I really urge younger people to learn at least one major language that is not of European origin. Tillystar, which spoken Chinese language do you speak? Yeah, I'm jealous of that and Arabic.
Had just sent an e-mail to a friend in Paris who was born in Brazil to Jewish Viennese exilees; he speaks at least 12 languages with decent fluency but he is rather a phenomenon in that respect, and not just because he grew up speaking German and Portuguese.
happytraveller, it is always controversial whether certain tongues are languages or dialects. Do people also write in Swiss German? (I'm thinking literary works). The Swiss newspapers I've read are in standard German, of course there are some differences such as ss rather than ß and I think there are more loadwords from French, but those don't seen any more different than a French Swiss text would be with regard to one from France (numbers etc).

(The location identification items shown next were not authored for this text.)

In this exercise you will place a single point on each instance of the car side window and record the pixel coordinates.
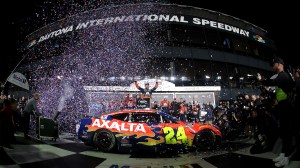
(145, 117)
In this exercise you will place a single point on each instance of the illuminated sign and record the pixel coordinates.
(259, 38)
(144, 18)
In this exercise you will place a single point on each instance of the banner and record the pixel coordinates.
(19, 80)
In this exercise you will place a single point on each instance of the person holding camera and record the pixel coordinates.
(283, 90)
(30, 109)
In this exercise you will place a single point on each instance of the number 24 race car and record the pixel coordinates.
(147, 129)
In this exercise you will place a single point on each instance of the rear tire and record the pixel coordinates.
(104, 140)
(205, 140)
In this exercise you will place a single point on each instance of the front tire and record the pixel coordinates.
(104, 140)
(205, 140)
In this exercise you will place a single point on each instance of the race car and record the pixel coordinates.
(145, 129)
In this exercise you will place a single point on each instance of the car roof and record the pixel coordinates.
(132, 111)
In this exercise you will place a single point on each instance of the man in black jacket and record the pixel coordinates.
(283, 88)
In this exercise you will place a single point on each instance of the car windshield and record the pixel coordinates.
(167, 118)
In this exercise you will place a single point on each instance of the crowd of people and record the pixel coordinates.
(264, 117)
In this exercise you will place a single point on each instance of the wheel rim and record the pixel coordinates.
(104, 140)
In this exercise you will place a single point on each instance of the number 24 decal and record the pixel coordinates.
(171, 138)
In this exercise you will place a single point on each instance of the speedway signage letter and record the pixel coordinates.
(143, 18)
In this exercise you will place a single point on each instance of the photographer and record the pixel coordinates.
(284, 84)
(30, 109)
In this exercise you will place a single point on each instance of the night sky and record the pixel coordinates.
(19, 18)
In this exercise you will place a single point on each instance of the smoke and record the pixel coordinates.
(67, 94)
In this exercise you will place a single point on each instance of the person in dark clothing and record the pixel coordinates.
(284, 85)
(174, 108)
(7, 124)
(146, 94)
(30, 109)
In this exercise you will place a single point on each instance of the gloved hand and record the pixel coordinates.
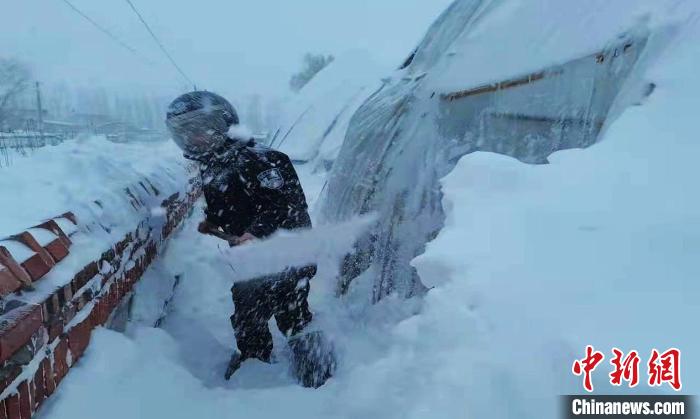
(246, 237)
(205, 227)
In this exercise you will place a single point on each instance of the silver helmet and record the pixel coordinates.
(199, 121)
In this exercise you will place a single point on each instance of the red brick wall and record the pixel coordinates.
(39, 342)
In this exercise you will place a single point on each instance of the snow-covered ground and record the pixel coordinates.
(534, 262)
(73, 175)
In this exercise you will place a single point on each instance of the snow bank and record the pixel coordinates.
(315, 121)
(599, 247)
(87, 177)
(446, 103)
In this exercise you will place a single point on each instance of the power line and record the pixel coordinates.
(160, 44)
(108, 33)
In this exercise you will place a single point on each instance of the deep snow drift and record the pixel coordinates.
(533, 263)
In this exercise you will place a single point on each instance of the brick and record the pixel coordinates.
(28, 240)
(67, 292)
(57, 249)
(25, 406)
(8, 373)
(53, 227)
(17, 328)
(49, 385)
(79, 338)
(8, 282)
(3, 410)
(14, 267)
(68, 313)
(12, 405)
(36, 267)
(55, 328)
(60, 364)
(86, 274)
(39, 384)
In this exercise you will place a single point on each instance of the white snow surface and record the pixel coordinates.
(599, 247)
(73, 175)
(315, 120)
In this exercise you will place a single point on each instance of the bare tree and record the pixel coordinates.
(312, 64)
(15, 78)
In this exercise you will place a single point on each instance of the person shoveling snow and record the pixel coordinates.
(251, 192)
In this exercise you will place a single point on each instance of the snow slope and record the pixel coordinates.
(533, 263)
(599, 247)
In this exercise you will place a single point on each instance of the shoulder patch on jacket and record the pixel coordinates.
(271, 179)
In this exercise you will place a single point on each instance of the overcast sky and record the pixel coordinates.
(234, 46)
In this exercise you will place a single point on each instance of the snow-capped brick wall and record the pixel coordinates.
(45, 325)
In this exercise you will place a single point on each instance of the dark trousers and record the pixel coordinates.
(282, 295)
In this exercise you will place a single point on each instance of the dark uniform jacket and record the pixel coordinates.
(252, 189)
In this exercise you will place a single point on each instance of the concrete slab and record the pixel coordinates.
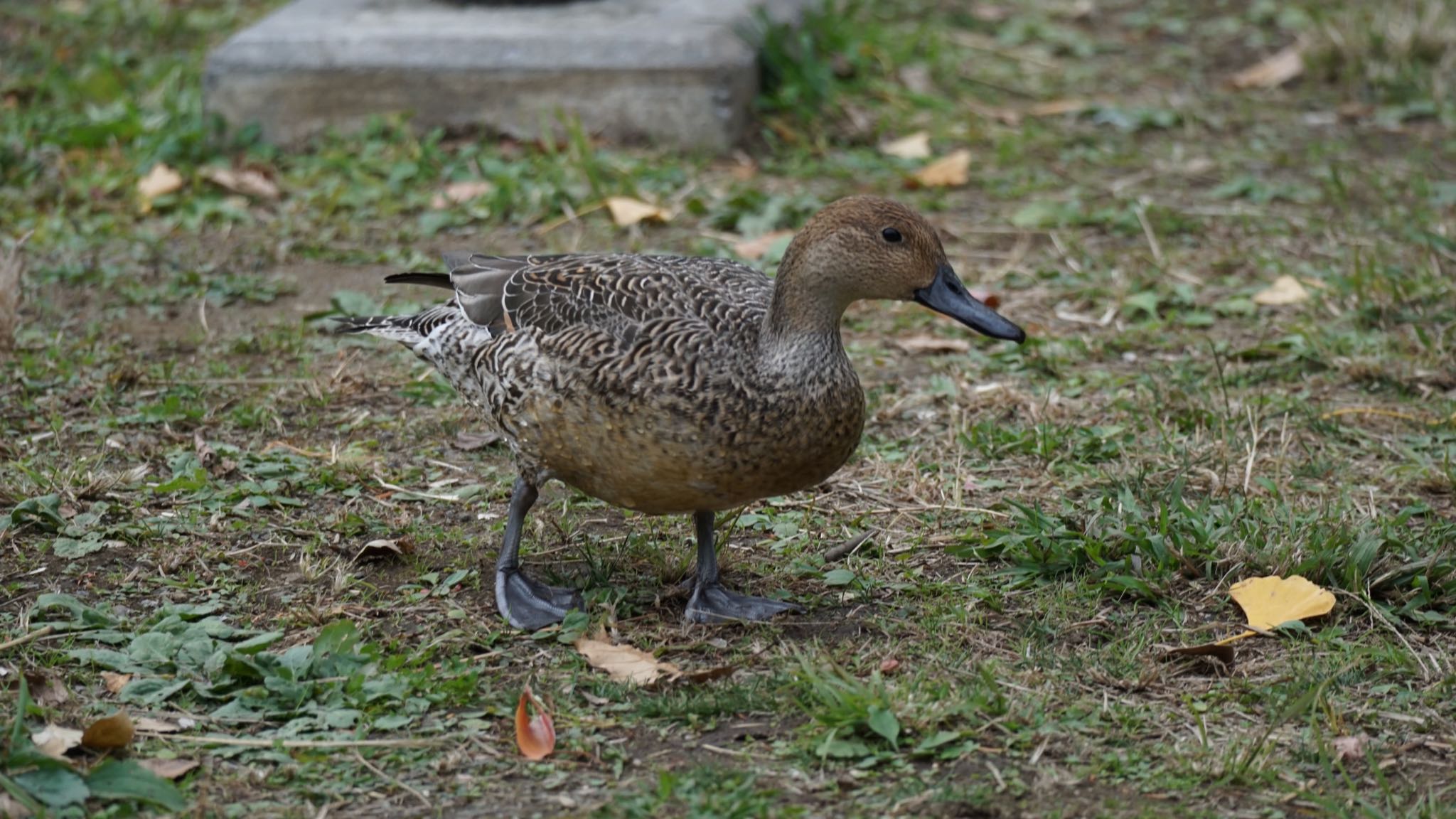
(670, 72)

There is no problem for people from France or other French-speaking countries to understand our TV or radio broadcasts, read books or newspapers or understand educated speakers here, but I could see people from elsewhere in the French-speaking world having considerable problems understanding some rural or less-educated people who speak "joual" (full-on working-class or rural Québécois French).
|
|
|
Post by Deleted on Feb 3, 2010 17:37:06 GMT
Strange, since they speak Cantonese in Hong Kong... Ooops, yes, Cantonese, rather. I was always fascinated when he wrote in Chinese.
|
|
|
Post by Deleted on Feb 3, 2010 17:38:47 GMT
Some of the words that I counted are not only not very useful but not very nice at all, like 'zob' in Arabic. The amount of swear words I know in French are quite embarrassing.
|
|
|
Post by happytraveller on Feb 4, 2010 8:05:16 GMT
happytraveller, it is always controversial whether certain tongues are languages or dialects. Do people also write in Swiss German? (I'm thinking literary works). The Swiss newspapers I've read are in standard German, of course there are some differences such as ss rather than ß and I think there are more loadwords from French, but those don't seen any more different than a French Swiss text would be with regard to one from France (numbers etc). Oh no it is much more different than French and Swiss French. Swissgerman is officially not a written language, (even though it exists) you are right, all newspapers are in high german. We've had this discussion on an other forum and I started writing some sentences in swiss german and the germans had no clue what I was talking about. Of course some words are similar, even identical, others are completely different and we structure the sentence a bit different. I have realised that some germans think they can understand swiss german, not realising that they hear swiss germans speaking GERMAN, with a swiss accent though. Quite funny ! ;D
|
|
|
Post by Deleted on Feb 4, 2010 8:22:02 GMT
I have heard that Swiss-German is quite close to Alsatian, but I don't know how close...
|
|
|
Post by happytraveller on Feb 4, 2010 9:51:21 GMT
It is closer to the dialect they speak in the black forest, they can usually understand us.